Could anyone offer advice on disassembly of one of these little guys? I have a idea of some things to try (prying out the tabs from underneath) but don't want to break a new locomotive fiddling with it. I'm hoping to get the motor block out without destroying the rest of it

D


----------



## vsmith (Jan 2, 2008)

Yes you have to be rather gentle but firm with it. Use a medium flat screwdriver on the side that has the wedge tab, the other side has a fixed clip. Gently but firmly use the screwdriver to lift the wedge while gently but firmly pulling up on the same end. The idea is to lift the wedge clip just enough to allow the block to be pulled out. Too much prying and you'll break the clip. The block once freed will come out readily. The screws holding the cab down can only be accessed once the block is removed. The only other tricky item is getting the roof off, to do so the headlight lenses need to be gently pried straight out on both sides. Once out the roof pops off and the window glass comes out. These are very simple models but once you get one or two disassemblies under your belt you'll be a pro at it.


----------



## Garratt (Sep 15, 2012)

The headlight lenses have light conveying stalks that also serve to hold the roof on.
Tricky to work out at first.

Andrew


----------



## BillBrakeman (Jan 3, 2008)

You should be able to easily pull the horn out of its roof slot. You will then be able to push the headlights out with a small screw driver.

Bill


----------



## riderdan (Jan 2, 2014)

*Thanks to all*

I managed to get it apart. I have a couple of these and plan to use the power block from one to power my armored draisine. 

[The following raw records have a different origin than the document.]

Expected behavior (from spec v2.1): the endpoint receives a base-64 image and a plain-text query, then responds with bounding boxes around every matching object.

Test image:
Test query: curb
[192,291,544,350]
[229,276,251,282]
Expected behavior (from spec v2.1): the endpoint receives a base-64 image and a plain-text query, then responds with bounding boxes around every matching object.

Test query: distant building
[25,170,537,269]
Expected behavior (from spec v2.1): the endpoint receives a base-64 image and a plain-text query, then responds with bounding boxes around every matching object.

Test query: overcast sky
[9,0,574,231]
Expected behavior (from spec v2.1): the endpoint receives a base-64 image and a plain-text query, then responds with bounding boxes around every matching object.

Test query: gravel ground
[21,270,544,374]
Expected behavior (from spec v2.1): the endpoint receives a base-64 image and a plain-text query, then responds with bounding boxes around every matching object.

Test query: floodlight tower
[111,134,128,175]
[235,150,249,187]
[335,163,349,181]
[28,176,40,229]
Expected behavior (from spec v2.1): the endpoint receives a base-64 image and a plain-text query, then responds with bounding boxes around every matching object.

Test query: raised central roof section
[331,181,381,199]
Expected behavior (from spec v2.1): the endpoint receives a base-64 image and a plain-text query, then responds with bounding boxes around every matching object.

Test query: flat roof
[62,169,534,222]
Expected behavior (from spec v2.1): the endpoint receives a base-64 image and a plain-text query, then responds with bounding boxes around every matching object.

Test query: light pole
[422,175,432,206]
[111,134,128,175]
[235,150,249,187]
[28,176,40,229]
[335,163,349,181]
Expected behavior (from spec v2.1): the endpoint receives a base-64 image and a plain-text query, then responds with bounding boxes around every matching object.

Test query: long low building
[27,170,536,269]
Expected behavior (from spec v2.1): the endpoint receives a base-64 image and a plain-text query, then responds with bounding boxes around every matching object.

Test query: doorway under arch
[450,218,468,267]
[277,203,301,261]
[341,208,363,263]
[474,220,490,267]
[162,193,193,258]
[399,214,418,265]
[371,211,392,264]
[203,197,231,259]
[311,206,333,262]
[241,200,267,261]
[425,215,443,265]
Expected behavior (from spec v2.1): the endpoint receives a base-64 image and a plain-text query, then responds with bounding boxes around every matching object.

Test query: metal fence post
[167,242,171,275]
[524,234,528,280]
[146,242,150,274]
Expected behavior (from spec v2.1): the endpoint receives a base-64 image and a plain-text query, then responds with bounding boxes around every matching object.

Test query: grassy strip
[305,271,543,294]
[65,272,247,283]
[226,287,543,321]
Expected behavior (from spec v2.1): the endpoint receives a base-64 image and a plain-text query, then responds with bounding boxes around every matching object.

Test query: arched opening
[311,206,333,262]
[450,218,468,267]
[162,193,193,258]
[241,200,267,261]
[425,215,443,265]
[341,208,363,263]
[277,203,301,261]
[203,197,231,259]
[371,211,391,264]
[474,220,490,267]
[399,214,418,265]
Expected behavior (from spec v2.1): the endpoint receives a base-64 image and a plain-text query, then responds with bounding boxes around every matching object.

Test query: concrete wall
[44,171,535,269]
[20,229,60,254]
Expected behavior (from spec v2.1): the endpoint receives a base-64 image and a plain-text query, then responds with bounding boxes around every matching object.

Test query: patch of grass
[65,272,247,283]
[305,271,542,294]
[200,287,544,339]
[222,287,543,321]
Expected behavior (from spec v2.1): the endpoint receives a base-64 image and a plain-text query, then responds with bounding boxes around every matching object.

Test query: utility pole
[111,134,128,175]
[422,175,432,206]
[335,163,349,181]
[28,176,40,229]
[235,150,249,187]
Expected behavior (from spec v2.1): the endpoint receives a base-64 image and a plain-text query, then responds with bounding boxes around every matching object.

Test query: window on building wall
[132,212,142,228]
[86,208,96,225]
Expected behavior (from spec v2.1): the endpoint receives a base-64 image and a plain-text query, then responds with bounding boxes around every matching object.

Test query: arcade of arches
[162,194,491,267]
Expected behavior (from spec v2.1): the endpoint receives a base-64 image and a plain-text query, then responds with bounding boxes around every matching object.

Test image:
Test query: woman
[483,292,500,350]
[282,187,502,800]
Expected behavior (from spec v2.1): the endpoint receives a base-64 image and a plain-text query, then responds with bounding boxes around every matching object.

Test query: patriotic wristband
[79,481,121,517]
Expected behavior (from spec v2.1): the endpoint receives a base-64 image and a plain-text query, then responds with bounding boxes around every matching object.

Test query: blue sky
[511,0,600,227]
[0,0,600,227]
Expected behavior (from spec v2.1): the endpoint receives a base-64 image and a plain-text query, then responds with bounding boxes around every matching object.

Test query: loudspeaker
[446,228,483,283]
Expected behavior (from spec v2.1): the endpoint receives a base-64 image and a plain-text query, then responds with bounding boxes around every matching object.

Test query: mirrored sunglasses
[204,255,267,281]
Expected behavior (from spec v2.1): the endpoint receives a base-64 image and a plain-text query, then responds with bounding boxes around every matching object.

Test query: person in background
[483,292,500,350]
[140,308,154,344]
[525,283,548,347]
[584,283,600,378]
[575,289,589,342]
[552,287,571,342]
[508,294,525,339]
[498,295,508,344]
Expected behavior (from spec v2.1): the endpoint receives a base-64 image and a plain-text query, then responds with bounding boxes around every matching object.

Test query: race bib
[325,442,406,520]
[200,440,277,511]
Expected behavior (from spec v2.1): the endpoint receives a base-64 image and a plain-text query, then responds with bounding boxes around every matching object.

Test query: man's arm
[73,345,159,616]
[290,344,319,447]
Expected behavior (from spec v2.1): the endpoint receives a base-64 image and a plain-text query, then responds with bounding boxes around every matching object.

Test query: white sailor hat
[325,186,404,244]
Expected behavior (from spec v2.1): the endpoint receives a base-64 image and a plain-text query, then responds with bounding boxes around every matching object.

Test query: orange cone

Funny thing, you can pick up new Mighty Macks cheaper than motor block if you know where to look


----------



## bobbycoke (Feb 24, 2014)

*Where?*



riderdan said:


> I managed to get it apart. I have a couple of these and plan to use the power block from one to power my armored draisine.
> 
> Funny thing, you can pick up new Mighty Macks cheaper than motor block if you know where to look


OK where to lookhttp://forums.mylargescale.com/images/smilies/confused.gif


----------



## Sampug394 (Dec 30, 2010)

bobbycoke said:


> OK where to look


Try reindeer pass. Fantastic prices on everything. 

http://www.reindeerpass.com/gaslocomotives.aspx


----------



## vsmith (Jan 2, 2008)

bobbycoke said:


> OK where to lookhttp://forums.mylargescale.com/images/smilies/confused.gif


Wholesaletrains.com also

http://www.wholesaletrains.com/GProducts2.asp?Scale=G&Item=HLWLOCO


----------



## RDH (Mar 12, 2021)

riderdan said:


> *Thanks to all*
> 
> I managed to get it apart. I have a couple of these and plan to use the power block from one to power my armored draisine.
> 
> Funny thing, you can pick up new Mighty Macks cheaper than motor block if you know where to look


Please post a photo of your armored draisine.


----------



## RDH (Mar 12, 2021)

I have made couple of armored trains. This not a good photo from June 15, 2015.


----------



## Dan Pierce (Jan 2, 2008)

Several years ago HLW offered purple macks for $35 plus $15 for shipping. Only $.75 for 2nd engine additional shipping cost so for 85.75 I received 2 brand new Macks in purple, great halloween engines.


----------